Tuesday, August 08, 2006

Writing for the Web

I just took a class for CDC employees at the Roybal Campus -- that's the big CDC center that gets all the media attention (i.e., it's the one with the nice buildings). It was a nice treat to change up my routine for the morning, and one of the best parts? I live about 7 minutes away from that center. This is the first time in a long time that I haven't had to rush my lunch when I come home.

Anyway, the class was "Writing for the Web." It was mostly about writing with Web usability in mind, so I would actually call the seminar "Formatting for the Web." At any rate, it was a nice refresher on everything I read in Don't Make Me Think, and I also learned some pretty good tips and tricks.

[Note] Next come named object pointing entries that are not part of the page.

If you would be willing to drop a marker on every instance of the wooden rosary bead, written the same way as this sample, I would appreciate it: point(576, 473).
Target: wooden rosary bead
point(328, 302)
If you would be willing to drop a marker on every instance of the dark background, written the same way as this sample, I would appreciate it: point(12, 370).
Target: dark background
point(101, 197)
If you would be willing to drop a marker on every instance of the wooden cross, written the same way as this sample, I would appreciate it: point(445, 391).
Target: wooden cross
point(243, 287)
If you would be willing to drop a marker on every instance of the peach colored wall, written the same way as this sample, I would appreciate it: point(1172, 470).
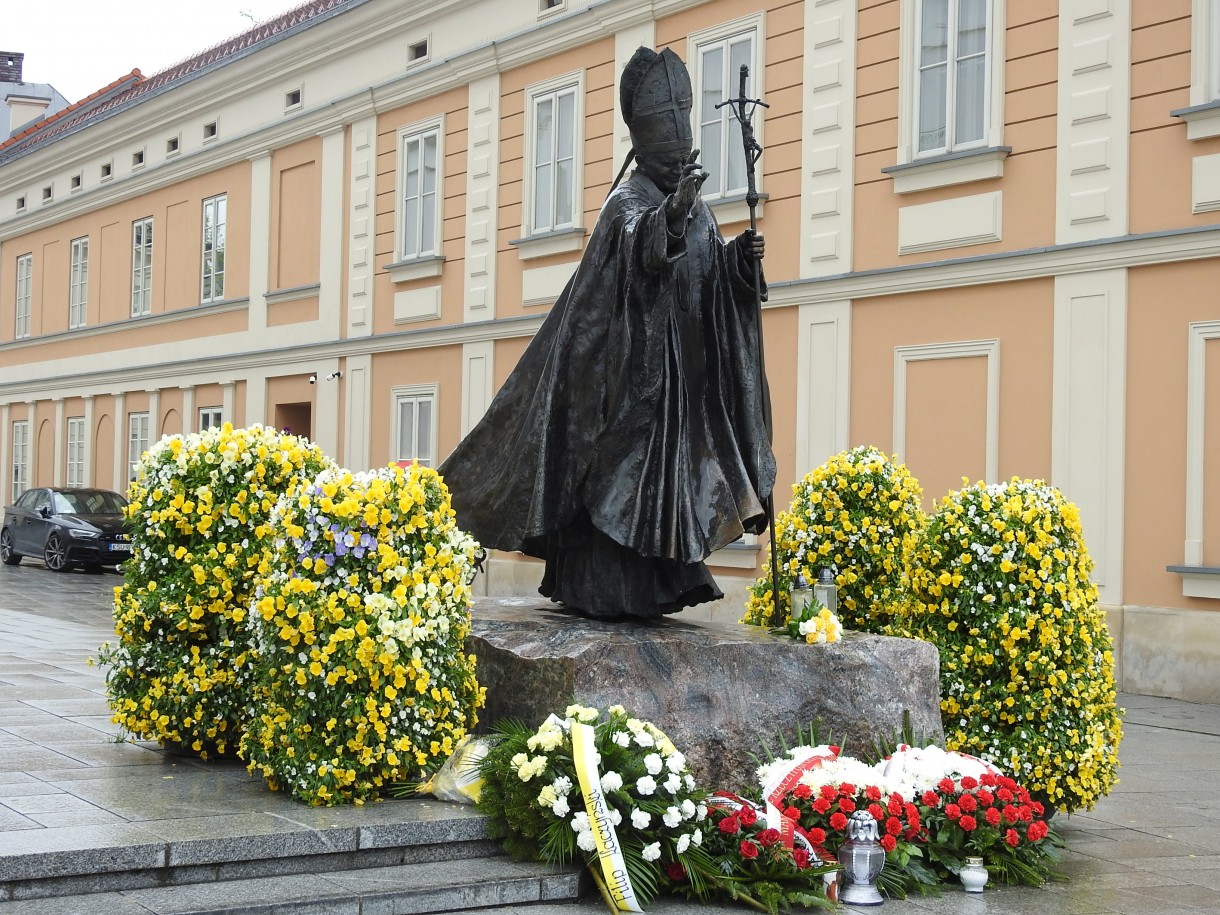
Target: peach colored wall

But what I really walked away with was a sense of relief and gratitude that I graduated with an English degree. Or that I have an aptitude for correct grammar and punctuation and concise writing. I think people think there is a quick fix for Web content -- that there are a few things you can learn, and all will be well with your Web page. And while that's partly true, I've found that the same writing that I was expected to do in my English literature classes is the writing we all expect to find on the Web. Any good writing -- whether it's a brochure, a Web page, a short story, a critical review -- has the same basic rules and principles. Engage the reader, but be concise. Use correct grammar and punctuation. Use active voice. Present things in a logical and intuitive format. (Yes, one could argue that this is not the case with stream of consciousness, but they would be wrong. There is a logical format behind it all.)

I love language. And I couldn't be more grateful that I chose to study English. It really is the best college major. :)

Thing I'm thankful for: prayer.

1 Comments:

Blogger Lexia said...

Ooooh...Fill me in on the juicy details later. Seriously.